In Day 6, we built a basic model.  
Now, we’ll try **Random Forest** and **Gradient Boosting**, two powerful ensemble methods.  
We’ll evaluate their performance and save train-test splits for future experiments.


In [4]:
import pandas as pd
from sklearn.model_selection import train_test_split
from sklearn.ensemble import RandomForestRegressor, GradientBoostingRegressor
from sklearn.metrics import mean_squared_error, r2_score

# Load the dataset
stock_data = pd.read_csv("synthetic_stock_data.csv")

# Features and target
X = stock_data[["open", "high", "low", "volume"]]
y = stock_data["close"]

# Train-test split
X_train, X_test, y_train, y_test = train_test_split(
    X, y, test_size=0.2, random_state=42
)

# ---- Random Forest ----
rf_model = RandomForestRegressor(n_estimators=100, random_state=42)
rf_model.fit(X_train, y_train)
rf_preds = rf_model.predict(X_test)

rf_mse = mean_squared_error(y_test, rf_preds)
rf_r2 = r2_score(y_test, rf_preds)

# ---- Gradient Boosting ----
gb_model = GradientBoostingRegressor(n_estimators=100, learning_rate=0.1, random_state=42)
gb_model.fit(X_train, y_train)
gb_preds = gb_model.predict(X_test)

gb_mse = mean_squared_error(y_test, gb_preds)
gb_r2 = r2_score(y_test, gb_preds)

# ---- Print results ----
print("🔹 Random Forest → MSE:", round(rf_mse, 2), " R²:", round(rf_r2, 2))
print("🔹 Gradient Boosting → MSE:", round(gb_mse, 2), " R²:", round(gb_r2, 2))


🔹 Random Forest → MSE: 0.24  R²: 0.98
🔹 Gradient Boosting → MSE: 0.18  R²: 0.99


In [5]:
import joblib

# Save train-test splits
joblib.dump(X_train, "X_train.pkl")
joblib.dump(X_test, "X_test.pkl")
joblib.dump(y_train, "y_train.pkl")
joblib.dump(y_test, "y_test.pkl")

print("✅ Train-test splits saved for later use!")

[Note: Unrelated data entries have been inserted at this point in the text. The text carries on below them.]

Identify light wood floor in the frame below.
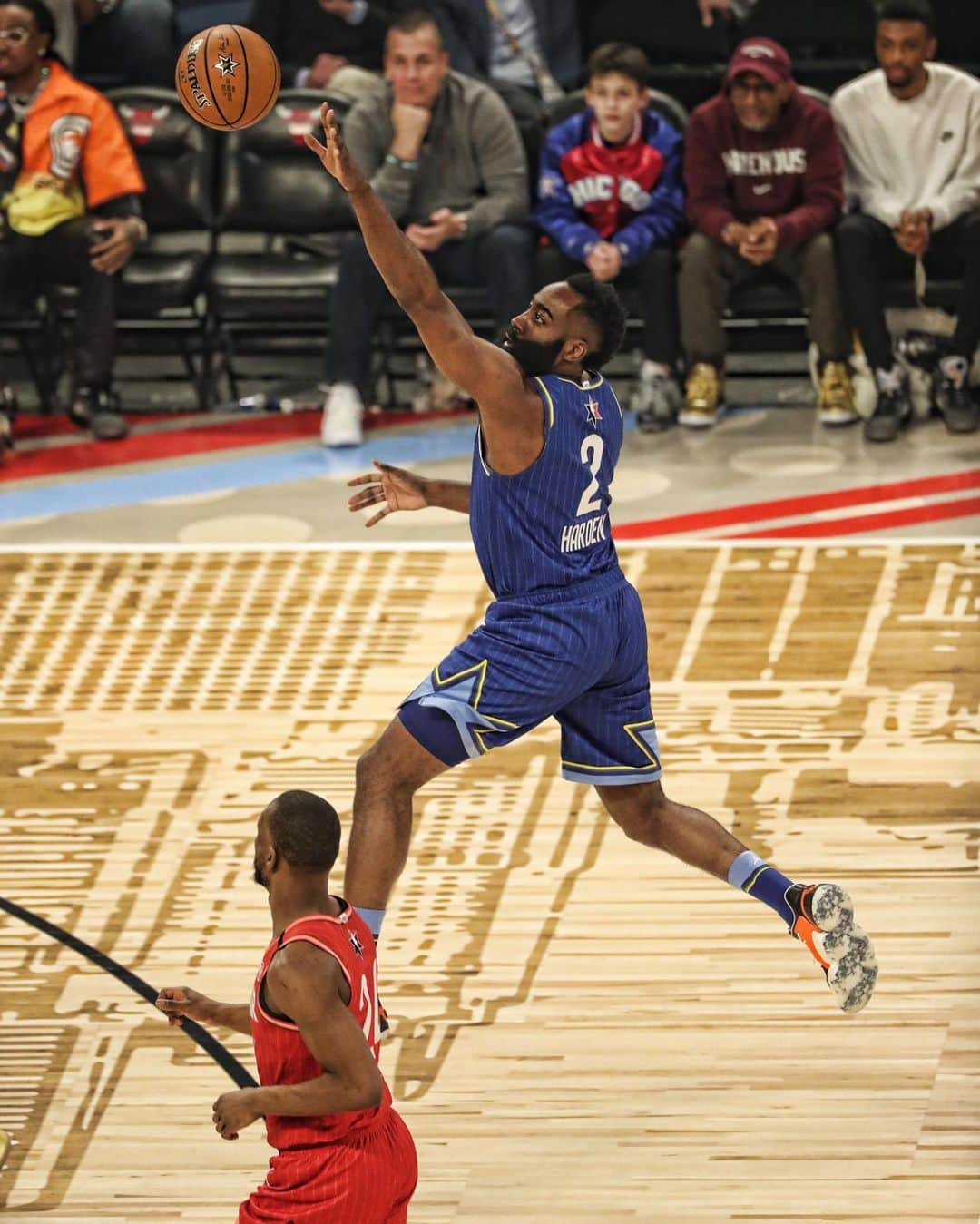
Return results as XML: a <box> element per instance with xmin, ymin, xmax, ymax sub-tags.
<box><xmin>0</xmin><ymin>543</ymin><xmax>980</xmax><ymax>1224</ymax></box>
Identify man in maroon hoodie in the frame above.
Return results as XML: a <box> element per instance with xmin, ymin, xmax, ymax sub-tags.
<box><xmin>679</xmin><ymin>38</ymin><xmax>858</xmax><ymax>428</ymax></box>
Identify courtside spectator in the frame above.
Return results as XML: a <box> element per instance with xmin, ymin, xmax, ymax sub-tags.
<box><xmin>833</xmin><ymin>0</ymin><xmax>980</xmax><ymax>442</ymax></box>
<box><xmin>536</xmin><ymin>43</ymin><xmax>684</xmax><ymax>429</ymax></box>
<box><xmin>249</xmin><ymin>0</ymin><xmax>407</xmax><ymax>98</ymax></box>
<box><xmin>73</xmin><ymin>0</ymin><xmax>179</xmax><ymax>89</ymax></box>
<box><xmin>679</xmin><ymin>38</ymin><xmax>857</xmax><ymax>428</ymax></box>
<box><xmin>0</xmin><ymin>0</ymin><xmax>147</xmax><ymax>438</ymax></box>
<box><xmin>426</xmin><ymin>0</ymin><xmax>581</xmax><ymax>104</ymax></box>
<box><xmin>320</xmin><ymin>12</ymin><xmax>533</xmax><ymax>446</ymax></box>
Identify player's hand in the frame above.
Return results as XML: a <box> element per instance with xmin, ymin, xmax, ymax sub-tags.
<box><xmin>88</xmin><ymin>217</ymin><xmax>142</xmax><ymax>277</ymax></box>
<box><xmin>348</xmin><ymin>459</ymin><xmax>428</xmax><ymax>527</ymax></box>
<box><xmin>303</xmin><ymin>102</ymin><xmax>367</xmax><ymax>192</ymax></box>
<box><xmin>306</xmin><ymin>52</ymin><xmax>348</xmax><ymax>89</ymax></box>
<box><xmin>739</xmin><ymin>217</ymin><xmax>779</xmax><ymax>266</ymax></box>
<box><xmin>211</xmin><ymin>1088</ymin><xmax>262</xmax><ymax>1140</ymax></box>
<box><xmin>155</xmin><ymin>986</ymin><xmax>214</xmax><ymax>1028</ymax></box>
<box><xmin>584</xmin><ymin>242</ymin><xmax>622</xmax><ymax>280</ymax></box>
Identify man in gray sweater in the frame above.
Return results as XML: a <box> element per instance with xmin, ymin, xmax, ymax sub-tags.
<box><xmin>320</xmin><ymin>14</ymin><xmax>533</xmax><ymax>446</ymax></box>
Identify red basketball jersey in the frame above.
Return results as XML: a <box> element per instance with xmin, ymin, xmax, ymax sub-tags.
<box><xmin>250</xmin><ymin>902</ymin><xmax>391</xmax><ymax>1151</ymax></box>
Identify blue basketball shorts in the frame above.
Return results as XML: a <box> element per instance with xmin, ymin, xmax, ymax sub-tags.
<box><xmin>399</xmin><ymin>571</ymin><xmax>661</xmax><ymax>786</ymax></box>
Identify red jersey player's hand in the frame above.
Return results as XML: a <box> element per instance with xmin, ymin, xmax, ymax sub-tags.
<box><xmin>155</xmin><ymin>986</ymin><xmax>214</xmax><ymax>1028</ymax></box>
<box><xmin>211</xmin><ymin>1088</ymin><xmax>262</xmax><ymax>1140</ymax></box>
<box><xmin>348</xmin><ymin>459</ymin><xmax>428</xmax><ymax>527</ymax></box>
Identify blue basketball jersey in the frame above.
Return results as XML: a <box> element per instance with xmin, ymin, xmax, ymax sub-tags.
<box><xmin>470</xmin><ymin>375</ymin><xmax>622</xmax><ymax>599</ymax></box>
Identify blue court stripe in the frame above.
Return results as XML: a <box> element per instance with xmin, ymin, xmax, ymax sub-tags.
<box><xmin>0</xmin><ymin>421</ymin><xmax>475</xmax><ymax>523</ymax></box>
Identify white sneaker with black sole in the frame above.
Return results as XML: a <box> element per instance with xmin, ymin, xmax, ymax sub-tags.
<box><xmin>319</xmin><ymin>383</ymin><xmax>365</xmax><ymax>446</ymax></box>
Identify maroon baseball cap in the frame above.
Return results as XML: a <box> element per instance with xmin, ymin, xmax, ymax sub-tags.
<box><xmin>724</xmin><ymin>38</ymin><xmax>793</xmax><ymax>85</ymax></box>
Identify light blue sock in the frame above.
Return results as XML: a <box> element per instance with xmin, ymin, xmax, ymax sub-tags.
<box><xmin>728</xmin><ymin>849</ymin><xmax>795</xmax><ymax>926</ymax></box>
<box><xmin>354</xmin><ymin>906</ymin><xmax>387</xmax><ymax>944</ymax></box>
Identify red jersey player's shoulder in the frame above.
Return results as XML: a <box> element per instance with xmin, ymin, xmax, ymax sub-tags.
<box><xmin>266</xmin><ymin>935</ymin><xmax>350</xmax><ymax>1023</ymax></box>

✅ Train-test splits saved for later use!


In [6]:
import os
print(os.listdir())


['.ipynb_checkpoints', 'best_gb_model.pkl', 'data', 'day_1_introduction.ipynb', 'day_2_data_creation.ipynb', 'day_3_eda.ipynb', 'day_4_feature_engineering.ipynb', 'day_5_baseline_model.ipynb', 'day_6_model_building.ipynb', 'day_7_advanced_models.ipynb', 'day_8_model_comparison.ipynb', 'day_9_hyperparameter_tuning.ipynb', 'notebooks', 'src', 'synthetic_stock_data.csv', 'synthetic_stock_data_with_features.csv', 'Untitled.ipynb', 'X_test.pkl', 'X_train.pkl', 'y_test.pkl', 'y_train.pkl']


### ✅ Conclusion
- Random Forest and Gradient Boosting both performed very well.  
- Gradient Boosting achieved slightly better performance.  
- We saved the train-test splits (`X_train.pkl`, `X_test.pkl`, `y_train.pkl`, `y_test.pkl`) for use in later experiments.